A indemnização da privação do uso terá uma predisposição para resvalar para montantes bastante elevados caso a seguradora declinar a responsabilidade pelo sinistro, consequentemente recusando-se a custear a reparação da viatura ou a liquidar o valor da perda total. O lesado, em tese, não tem qualquer dever de se substituir ao responsável pelo dano (a seguradora) na reparação da viatura, avançando com capital próprio na esperança de ser posteriormente reembolsado. Apenas circunstâncias excecionais – sendo para tal imprescindível a demonstração da existência de margem financeira para pagar as reparações – poderão inverter esse princípio. Consequentemente, o agravamento do dano da paralisação pela não assunção de responsabilidade por parte da seguradora reverte em seu desfavor.

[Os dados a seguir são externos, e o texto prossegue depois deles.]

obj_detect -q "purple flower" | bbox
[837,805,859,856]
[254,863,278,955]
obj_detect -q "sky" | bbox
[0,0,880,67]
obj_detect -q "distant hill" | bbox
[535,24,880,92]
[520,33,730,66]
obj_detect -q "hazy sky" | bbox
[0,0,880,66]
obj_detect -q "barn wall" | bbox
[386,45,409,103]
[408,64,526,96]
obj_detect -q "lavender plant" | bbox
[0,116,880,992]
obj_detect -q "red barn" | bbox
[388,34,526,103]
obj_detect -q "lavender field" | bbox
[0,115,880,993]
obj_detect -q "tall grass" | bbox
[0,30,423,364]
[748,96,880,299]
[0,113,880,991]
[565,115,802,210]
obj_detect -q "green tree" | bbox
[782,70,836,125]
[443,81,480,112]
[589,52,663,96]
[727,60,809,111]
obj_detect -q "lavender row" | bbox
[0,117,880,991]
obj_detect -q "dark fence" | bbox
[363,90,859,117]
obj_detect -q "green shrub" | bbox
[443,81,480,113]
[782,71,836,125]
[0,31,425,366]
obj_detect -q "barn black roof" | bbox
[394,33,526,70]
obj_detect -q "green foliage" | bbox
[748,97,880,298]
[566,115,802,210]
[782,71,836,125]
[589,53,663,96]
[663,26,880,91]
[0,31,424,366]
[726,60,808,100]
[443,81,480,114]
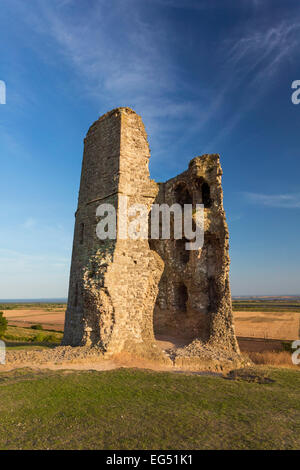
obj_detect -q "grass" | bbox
[0,368,300,450]
[232,299,300,313]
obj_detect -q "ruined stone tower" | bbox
[63,108,238,359]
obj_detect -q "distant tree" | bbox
[0,312,8,338]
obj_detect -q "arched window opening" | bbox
[74,282,78,307]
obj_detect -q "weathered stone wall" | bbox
[63,108,238,359]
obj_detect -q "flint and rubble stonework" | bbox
[63,108,239,359]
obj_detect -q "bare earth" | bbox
[4,309,300,341]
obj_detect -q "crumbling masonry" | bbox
[63,108,239,359]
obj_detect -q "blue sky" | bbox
[0,0,300,298]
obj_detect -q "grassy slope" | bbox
[0,369,300,449]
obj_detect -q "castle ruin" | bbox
[63,108,239,366]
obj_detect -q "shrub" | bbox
[0,312,8,337]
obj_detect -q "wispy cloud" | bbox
[243,192,300,209]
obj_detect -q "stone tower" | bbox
[63,108,239,359]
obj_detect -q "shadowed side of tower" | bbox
[63,108,240,370]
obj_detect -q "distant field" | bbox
[0,298,300,351]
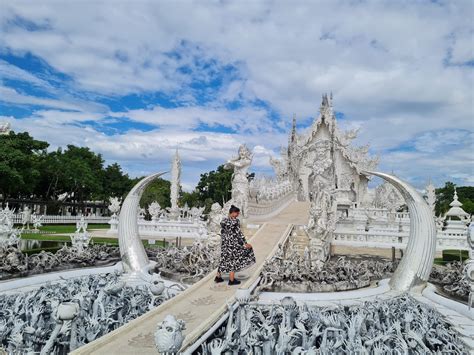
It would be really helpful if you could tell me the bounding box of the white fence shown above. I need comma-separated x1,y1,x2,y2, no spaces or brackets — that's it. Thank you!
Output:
13,214,110,224
332,230,470,251
107,218,207,239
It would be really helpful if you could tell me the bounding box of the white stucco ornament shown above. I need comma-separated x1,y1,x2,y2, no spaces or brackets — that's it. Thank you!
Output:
224,144,253,217
155,315,186,354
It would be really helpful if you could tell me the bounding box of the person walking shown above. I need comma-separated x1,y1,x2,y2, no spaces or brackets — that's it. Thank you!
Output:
214,205,255,285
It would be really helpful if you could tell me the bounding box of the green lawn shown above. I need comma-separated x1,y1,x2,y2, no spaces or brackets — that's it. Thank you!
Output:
35,224,110,234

Conforme acima aludimos, a indemnização devida identifica-se com os rendimentos que, por causa da paralisação da viatura, o lesado deixou de auferir. Na prática, nem sempre será fácil apurar com a devida exatidão quais serão esses rendimentos gorados. Reconhecendo que ao lesado não devem ser impostos encargos probatórios desproporcionais, a jurisprudência portuguesa tendencialmente permite a prova de rendimentos mediante recurso à margem de lucro expetável em determinado mercado. No caso de operadores TVDE, pode-se estimar o prejuízo atendendo-se aos valores auferidos pela viatura nos meses anteriores ao sinistro, embora se deva advertir que existem períodos do ano (desde logo, o Verão) caracterizados por maiores níveis de faturação. Outra possível via de cálculo passa pelo recurso aos valores faturados por uma viatura semelhante da frota que operou no decurso do período de paralisação.

A fim de agilizar a atribuição da indemnização pelo custo de paralisação em fase extrajudicial, evitando litígios circunscritos à mera quantificação do dano, entre a Associação Portuguesa de Seguradores (APS) e a Associação Empresarial de Operadores TVDE (AEOTVDE) foi celebrado um Acordo de Paralisação que estabelece valores diários de compensação consoante o número de lugares da viatura e a periodicidade da sua circulação. Caso assumam a responsabilidade pelo sinistro, as seguradoras ter-se-ão de cingir a esses valores na formulação da sua proposta razoável de indemnização. Sucede que o número de entidades associadas da AEOTVDE é consideravelmente reduzido e, ao que apuramos, esta deixou de ter atividade efetiva há vários anos. Mesmo assim, os Tribunais entendem que os valores contidos no Acordo de Paralisação são um parâmetro relevante para a determinação da indemnização razoável, ainda que o operador TVDE não seja associado da AEOTVDE.